You also have the right to revoke your declaration of consent under data protection law at any time with effect for the future. The revocation of the consent does not affect the legality of the processing carried out on the basis of the consent up to the time of revocation.
- Right to complain in accordance with Art. 77 GDPR:
Without prejudice to any other administrative or judicial remedy, you have the right to complain to a supervisory authority, in particular in the Member State of your residence, place of work or place of the alleged infringement, if you believe that the processing of personal data concerning you violates the GDPR.
12.2. Right of objection
You have the right to object to the processing of your data at any time with effect for the future if we process your data based on our overriding legitimate interest after weighing up interests.
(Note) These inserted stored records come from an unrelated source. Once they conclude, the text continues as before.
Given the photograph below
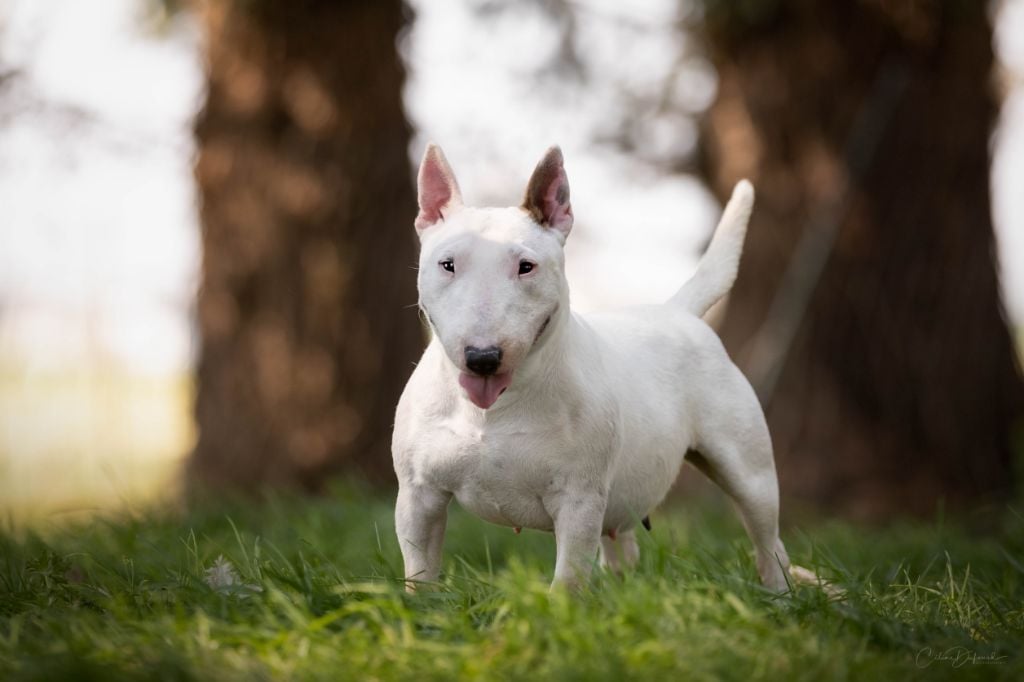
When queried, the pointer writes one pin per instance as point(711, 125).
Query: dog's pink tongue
point(482, 391)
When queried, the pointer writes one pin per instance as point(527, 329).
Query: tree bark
point(865, 127)
point(308, 249)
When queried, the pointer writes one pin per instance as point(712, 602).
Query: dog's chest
point(502, 476)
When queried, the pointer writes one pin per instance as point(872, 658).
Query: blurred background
point(207, 252)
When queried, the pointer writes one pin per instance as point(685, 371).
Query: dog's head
point(492, 279)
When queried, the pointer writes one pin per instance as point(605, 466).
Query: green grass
point(317, 596)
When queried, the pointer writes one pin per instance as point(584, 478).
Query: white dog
point(532, 416)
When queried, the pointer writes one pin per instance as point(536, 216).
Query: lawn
point(309, 589)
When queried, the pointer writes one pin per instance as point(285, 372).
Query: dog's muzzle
point(483, 361)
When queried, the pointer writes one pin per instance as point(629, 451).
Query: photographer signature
point(956, 656)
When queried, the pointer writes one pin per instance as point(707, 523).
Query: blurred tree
point(867, 310)
point(308, 250)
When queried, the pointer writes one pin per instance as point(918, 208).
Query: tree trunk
point(865, 126)
point(308, 248)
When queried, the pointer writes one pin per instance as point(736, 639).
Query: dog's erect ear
point(547, 197)
point(438, 189)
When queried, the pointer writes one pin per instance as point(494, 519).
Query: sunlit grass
point(92, 439)
point(311, 590)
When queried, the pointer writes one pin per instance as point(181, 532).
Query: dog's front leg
point(579, 518)
point(420, 516)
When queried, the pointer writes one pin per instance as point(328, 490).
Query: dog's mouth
point(483, 391)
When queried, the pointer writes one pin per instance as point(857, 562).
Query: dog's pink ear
point(438, 189)
point(547, 197)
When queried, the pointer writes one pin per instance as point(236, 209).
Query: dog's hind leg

If you exercise this right of objection, we will stop processing your data unless there are demonstrably compelling legitimate reasons that prevent termination or if further processing serves to exercise or defend legal claims.
13. Duration of storage of personal data
The duration of storage of personal data depends on statutory retention periods. After these periods have expired, we routinely delete the data if it is no longer required to fulfill or initiate a contract and/or if we no longer have a legitimate interest in continuing to store it.